Traditional k-means and most k-means variants are still computationally expensive for large datasets, such as microarray data, which have large datasets with large dimension size d. In k-means clustering, we are given a set of n data points in d-dimensional space R(d) and an integer k. The problem is to determine a set of k points in R(d), called centers, so as to minimize the mean squared distance from each data point to its nearest center. In this work, we develop a novel k-means algorithm, which is simple but more efficient than the traditional k-means and the recent enhanced k-means. Our new algorithm is based on the recently established relationship between principal component analysis and the k-means clustering. We provided the correctness proof for this algorithm.
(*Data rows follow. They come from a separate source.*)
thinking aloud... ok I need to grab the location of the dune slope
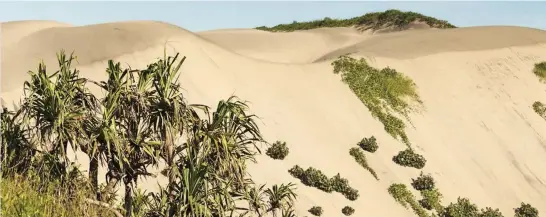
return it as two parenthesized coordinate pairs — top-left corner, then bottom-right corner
(2, 21), (546, 217)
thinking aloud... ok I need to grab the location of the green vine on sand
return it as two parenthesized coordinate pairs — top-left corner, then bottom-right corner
(332, 55), (422, 147)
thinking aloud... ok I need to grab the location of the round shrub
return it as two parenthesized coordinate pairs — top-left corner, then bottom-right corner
(343, 187), (360, 201)
(288, 165), (304, 179)
(342, 206), (355, 216)
(440, 197), (479, 217)
(411, 172), (435, 191)
(418, 189), (442, 211)
(266, 141), (289, 160)
(358, 136), (378, 153)
(309, 206), (323, 216)
(514, 202), (538, 217)
(480, 207), (504, 217)
(392, 149), (426, 169)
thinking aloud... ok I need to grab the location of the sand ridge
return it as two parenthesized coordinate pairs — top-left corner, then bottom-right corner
(2, 20), (546, 216)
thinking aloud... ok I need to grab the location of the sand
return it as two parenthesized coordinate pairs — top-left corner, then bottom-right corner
(2, 20), (546, 217)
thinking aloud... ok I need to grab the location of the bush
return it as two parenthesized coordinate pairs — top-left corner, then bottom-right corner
(349, 147), (379, 180)
(393, 149), (426, 169)
(330, 173), (359, 201)
(533, 62), (546, 82)
(440, 197), (480, 217)
(532, 101), (546, 119)
(266, 141), (289, 160)
(514, 202), (538, 217)
(309, 206), (323, 216)
(480, 207), (504, 217)
(419, 188), (444, 213)
(411, 172), (435, 191)
(342, 206), (355, 216)
(358, 136), (379, 153)
(289, 166), (358, 200)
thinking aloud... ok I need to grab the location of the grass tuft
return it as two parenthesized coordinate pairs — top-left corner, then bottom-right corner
(388, 183), (430, 217)
(349, 147), (379, 180)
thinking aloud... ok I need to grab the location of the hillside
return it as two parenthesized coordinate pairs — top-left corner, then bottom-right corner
(255, 9), (456, 33)
(2, 14), (546, 217)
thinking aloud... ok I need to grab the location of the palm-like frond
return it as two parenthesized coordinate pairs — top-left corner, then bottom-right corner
(265, 183), (297, 216)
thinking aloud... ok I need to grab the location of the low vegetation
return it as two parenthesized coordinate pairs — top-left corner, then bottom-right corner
(393, 149), (427, 169)
(533, 62), (546, 82)
(342, 206), (355, 216)
(256, 9), (456, 32)
(411, 172), (436, 191)
(532, 101), (546, 119)
(514, 202), (539, 217)
(288, 165), (359, 201)
(308, 206), (324, 216)
(332, 55), (422, 147)
(0, 51), (298, 217)
(266, 141), (290, 160)
(388, 183), (429, 217)
(358, 136), (379, 153)
(349, 147), (379, 180)
(419, 188), (444, 214)
(480, 207), (505, 217)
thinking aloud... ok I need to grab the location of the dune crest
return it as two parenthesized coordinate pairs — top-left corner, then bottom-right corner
(2, 19), (546, 216)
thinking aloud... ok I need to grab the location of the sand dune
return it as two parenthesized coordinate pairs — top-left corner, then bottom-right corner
(2, 20), (546, 216)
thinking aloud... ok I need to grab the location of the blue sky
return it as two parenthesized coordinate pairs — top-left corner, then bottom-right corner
(0, 1), (545, 32)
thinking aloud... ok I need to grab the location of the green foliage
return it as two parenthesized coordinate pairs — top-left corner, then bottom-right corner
(289, 166), (359, 200)
(514, 202), (538, 217)
(419, 188), (444, 214)
(358, 136), (379, 153)
(533, 62), (546, 82)
(332, 55), (422, 147)
(440, 197), (480, 217)
(266, 141), (290, 160)
(256, 9), (456, 32)
(342, 206), (355, 216)
(393, 149), (427, 169)
(412, 172), (436, 191)
(388, 183), (429, 217)
(3, 51), (299, 217)
(1, 173), (111, 217)
(308, 206), (324, 216)
(349, 147), (379, 180)
(480, 207), (504, 217)
(532, 101), (546, 119)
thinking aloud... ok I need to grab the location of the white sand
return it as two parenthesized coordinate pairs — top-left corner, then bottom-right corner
(2, 20), (546, 216)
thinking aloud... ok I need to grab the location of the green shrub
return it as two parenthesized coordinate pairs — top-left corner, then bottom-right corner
(330, 173), (359, 201)
(480, 207), (504, 217)
(532, 101), (546, 119)
(332, 56), (422, 147)
(288, 165), (305, 179)
(533, 62), (546, 82)
(514, 202), (538, 217)
(309, 206), (323, 216)
(342, 206), (355, 216)
(349, 147), (379, 180)
(419, 188), (444, 214)
(358, 136), (379, 153)
(388, 183), (429, 217)
(411, 172), (435, 191)
(255, 9), (456, 32)
(266, 141), (290, 160)
(301, 167), (333, 193)
(393, 149), (427, 169)
(289, 166), (358, 200)
(440, 197), (480, 217)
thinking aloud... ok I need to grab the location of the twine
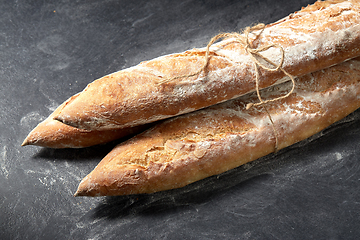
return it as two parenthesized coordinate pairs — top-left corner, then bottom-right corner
(160, 23), (296, 152)
(263, 105), (279, 153)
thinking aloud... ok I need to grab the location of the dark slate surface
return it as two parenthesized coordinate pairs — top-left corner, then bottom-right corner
(1, 0), (360, 239)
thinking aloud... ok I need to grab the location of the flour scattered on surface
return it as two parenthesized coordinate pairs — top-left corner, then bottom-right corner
(0, 145), (9, 178)
(38, 176), (56, 187)
(335, 152), (343, 160)
(20, 111), (45, 129)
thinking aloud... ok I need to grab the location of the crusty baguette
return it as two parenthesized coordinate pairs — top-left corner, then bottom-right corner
(74, 57), (360, 196)
(54, 0), (360, 131)
(22, 94), (149, 148)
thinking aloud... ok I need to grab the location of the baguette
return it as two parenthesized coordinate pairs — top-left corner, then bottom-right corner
(54, 0), (360, 131)
(75, 57), (360, 196)
(22, 94), (149, 148)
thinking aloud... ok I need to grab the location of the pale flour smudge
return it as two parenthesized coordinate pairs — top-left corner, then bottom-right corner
(0, 145), (9, 178)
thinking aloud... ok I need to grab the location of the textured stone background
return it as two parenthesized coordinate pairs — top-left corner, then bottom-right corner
(1, 0), (360, 239)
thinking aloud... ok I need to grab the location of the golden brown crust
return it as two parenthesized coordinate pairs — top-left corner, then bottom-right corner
(74, 57), (360, 197)
(22, 94), (149, 148)
(54, 0), (360, 131)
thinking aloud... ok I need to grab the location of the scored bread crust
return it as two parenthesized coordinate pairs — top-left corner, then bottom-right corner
(75, 57), (360, 197)
(22, 94), (149, 148)
(55, 0), (360, 131)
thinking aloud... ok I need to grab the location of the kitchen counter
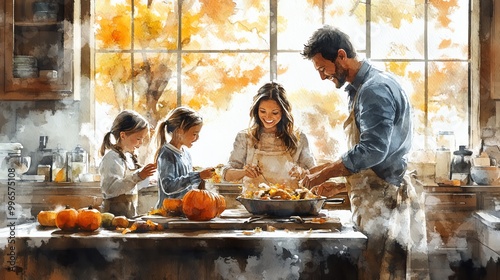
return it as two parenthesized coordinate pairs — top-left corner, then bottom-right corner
(0, 209), (366, 279)
(424, 185), (500, 193)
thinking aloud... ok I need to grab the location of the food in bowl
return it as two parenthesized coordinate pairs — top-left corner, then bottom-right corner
(470, 166), (500, 185)
(242, 182), (320, 200)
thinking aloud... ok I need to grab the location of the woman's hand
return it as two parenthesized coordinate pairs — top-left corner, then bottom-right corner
(289, 165), (309, 180)
(138, 163), (157, 180)
(243, 164), (261, 178)
(199, 168), (216, 180)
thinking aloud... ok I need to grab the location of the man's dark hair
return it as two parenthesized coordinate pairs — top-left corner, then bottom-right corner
(301, 25), (357, 62)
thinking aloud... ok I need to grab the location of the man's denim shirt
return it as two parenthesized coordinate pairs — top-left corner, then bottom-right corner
(341, 60), (413, 186)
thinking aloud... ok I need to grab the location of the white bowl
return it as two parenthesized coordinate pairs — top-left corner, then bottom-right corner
(78, 173), (94, 182)
(470, 166), (500, 185)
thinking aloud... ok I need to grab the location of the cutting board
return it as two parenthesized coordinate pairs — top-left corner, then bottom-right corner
(142, 209), (342, 231)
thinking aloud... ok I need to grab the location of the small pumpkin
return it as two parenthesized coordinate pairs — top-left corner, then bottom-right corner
(111, 216), (129, 228)
(55, 205), (79, 231)
(77, 206), (102, 231)
(182, 180), (226, 221)
(162, 198), (183, 215)
(37, 210), (57, 227)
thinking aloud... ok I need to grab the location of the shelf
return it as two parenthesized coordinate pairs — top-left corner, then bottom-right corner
(14, 21), (61, 27)
(1, 0), (74, 100)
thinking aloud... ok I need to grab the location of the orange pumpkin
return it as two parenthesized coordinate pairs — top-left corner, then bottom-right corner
(77, 206), (102, 231)
(182, 180), (226, 221)
(37, 210), (57, 227)
(215, 194), (227, 216)
(55, 205), (78, 231)
(162, 198), (183, 215)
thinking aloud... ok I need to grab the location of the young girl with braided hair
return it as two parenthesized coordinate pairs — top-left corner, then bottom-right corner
(99, 110), (157, 218)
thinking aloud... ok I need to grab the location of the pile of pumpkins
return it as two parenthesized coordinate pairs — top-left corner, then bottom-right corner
(38, 205), (102, 231)
(37, 205), (131, 232)
(37, 182), (227, 231)
(160, 180), (227, 221)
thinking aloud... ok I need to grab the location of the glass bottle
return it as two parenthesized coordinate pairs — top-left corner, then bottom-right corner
(67, 144), (88, 182)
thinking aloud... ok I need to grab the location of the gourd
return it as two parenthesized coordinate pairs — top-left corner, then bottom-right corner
(55, 205), (79, 231)
(182, 180), (226, 221)
(101, 212), (115, 228)
(77, 206), (102, 231)
(37, 210), (57, 227)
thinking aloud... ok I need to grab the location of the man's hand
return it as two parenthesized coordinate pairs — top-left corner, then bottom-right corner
(311, 182), (346, 198)
(302, 170), (328, 188)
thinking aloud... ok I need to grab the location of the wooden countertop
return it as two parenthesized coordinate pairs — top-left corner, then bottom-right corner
(0, 209), (366, 247)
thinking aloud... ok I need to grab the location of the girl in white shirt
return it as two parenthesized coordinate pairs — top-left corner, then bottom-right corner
(99, 110), (157, 218)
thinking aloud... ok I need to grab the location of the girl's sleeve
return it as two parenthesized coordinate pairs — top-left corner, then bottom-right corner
(157, 149), (201, 197)
(99, 153), (142, 197)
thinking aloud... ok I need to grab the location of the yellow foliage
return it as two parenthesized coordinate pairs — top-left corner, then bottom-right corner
(430, 0), (459, 27)
(95, 2), (132, 49)
(384, 61), (409, 78)
(199, 0), (236, 24)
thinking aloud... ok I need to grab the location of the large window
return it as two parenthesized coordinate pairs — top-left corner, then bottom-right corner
(92, 0), (474, 170)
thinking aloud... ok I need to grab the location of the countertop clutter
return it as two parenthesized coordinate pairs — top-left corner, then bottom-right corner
(0, 209), (366, 279)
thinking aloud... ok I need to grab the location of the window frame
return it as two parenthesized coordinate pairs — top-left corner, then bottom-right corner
(87, 0), (481, 167)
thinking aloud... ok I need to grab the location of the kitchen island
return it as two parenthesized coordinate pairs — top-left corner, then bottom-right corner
(0, 209), (366, 280)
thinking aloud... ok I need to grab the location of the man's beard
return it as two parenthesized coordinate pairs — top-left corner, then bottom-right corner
(333, 60), (347, 89)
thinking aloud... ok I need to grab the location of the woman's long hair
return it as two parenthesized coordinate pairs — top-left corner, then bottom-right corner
(248, 82), (298, 154)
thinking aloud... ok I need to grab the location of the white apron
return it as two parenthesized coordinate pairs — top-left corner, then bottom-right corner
(242, 133), (298, 192)
(343, 94), (429, 279)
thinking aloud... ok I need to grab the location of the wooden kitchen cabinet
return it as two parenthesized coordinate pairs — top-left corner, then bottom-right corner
(424, 191), (478, 278)
(1, 0), (74, 100)
(425, 192), (478, 244)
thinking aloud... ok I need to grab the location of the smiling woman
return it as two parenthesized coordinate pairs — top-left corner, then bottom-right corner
(92, 0), (475, 173)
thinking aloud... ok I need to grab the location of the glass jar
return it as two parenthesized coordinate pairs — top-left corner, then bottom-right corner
(435, 131), (455, 183)
(67, 144), (88, 182)
(52, 144), (67, 182)
(436, 131), (455, 151)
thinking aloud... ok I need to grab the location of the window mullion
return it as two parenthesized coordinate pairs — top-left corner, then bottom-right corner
(270, 0), (277, 81)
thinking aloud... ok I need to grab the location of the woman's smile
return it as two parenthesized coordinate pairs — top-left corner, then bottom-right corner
(258, 99), (282, 132)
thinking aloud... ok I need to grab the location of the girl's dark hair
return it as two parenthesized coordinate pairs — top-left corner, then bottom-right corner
(154, 106), (203, 160)
(99, 110), (150, 169)
(301, 25), (357, 62)
(248, 81), (298, 154)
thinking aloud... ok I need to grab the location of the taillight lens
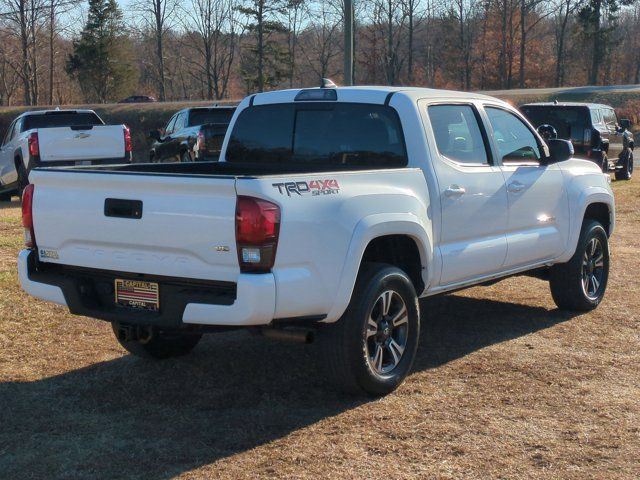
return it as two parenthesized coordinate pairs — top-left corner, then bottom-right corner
(197, 130), (206, 152)
(22, 184), (36, 248)
(28, 132), (39, 157)
(124, 125), (132, 153)
(235, 196), (280, 273)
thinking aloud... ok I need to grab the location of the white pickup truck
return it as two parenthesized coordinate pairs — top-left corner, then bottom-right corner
(0, 109), (132, 199)
(18, 87), (614, 396)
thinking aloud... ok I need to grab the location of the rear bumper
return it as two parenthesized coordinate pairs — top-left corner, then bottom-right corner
(18, 249), (275, 327)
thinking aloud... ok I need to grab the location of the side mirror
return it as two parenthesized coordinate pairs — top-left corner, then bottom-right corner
(546, 138), (573, 164)
(148, 129), (161, 141)
(619, 118), (631, 131)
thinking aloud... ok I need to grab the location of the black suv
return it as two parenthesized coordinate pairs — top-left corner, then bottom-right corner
(149, 106), (236, 163)
(520, 102), (634, 180)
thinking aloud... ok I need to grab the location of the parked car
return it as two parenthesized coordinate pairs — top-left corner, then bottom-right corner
(119, 95), (157, 103)
(520, 102), (634, 180)
(148, 106), (236, 163)
(19, 86), (614, 396)
(0, 109), (132, 200)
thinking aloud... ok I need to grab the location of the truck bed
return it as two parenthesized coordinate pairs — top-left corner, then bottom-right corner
(35, 160), (395, 177)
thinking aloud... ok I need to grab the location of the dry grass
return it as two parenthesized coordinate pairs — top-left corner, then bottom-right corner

Results obtained from testing the algorithm on three biological data and six non-biological data (three of these data are real, while the other three are simulated) also indicate that our algorithm is empirically faster than other known k-means algorithms. We assessed the quality of our algorithm clusters against the clusters of a known structure using the Hubert-Arabie Adjusted Rand index (ARI(HA)). We found that when k is close to d, the quality is good (ARI(HA)>0.8) and when k is not close to d, the quality of our new k-means algorithm is excellent (ARI(HA)>0.9). In this paper, emphases are on the reduction of the time requirement of the k-means algorithm and its application to microarray data due to the desire to create a tool for clustering and malaria research. However, the new clustering algorithm can be used for other clustering needs as long as an appropriate measure of distance between the centroids and the members is used. This has been demonstrated in this work on six non-biological data.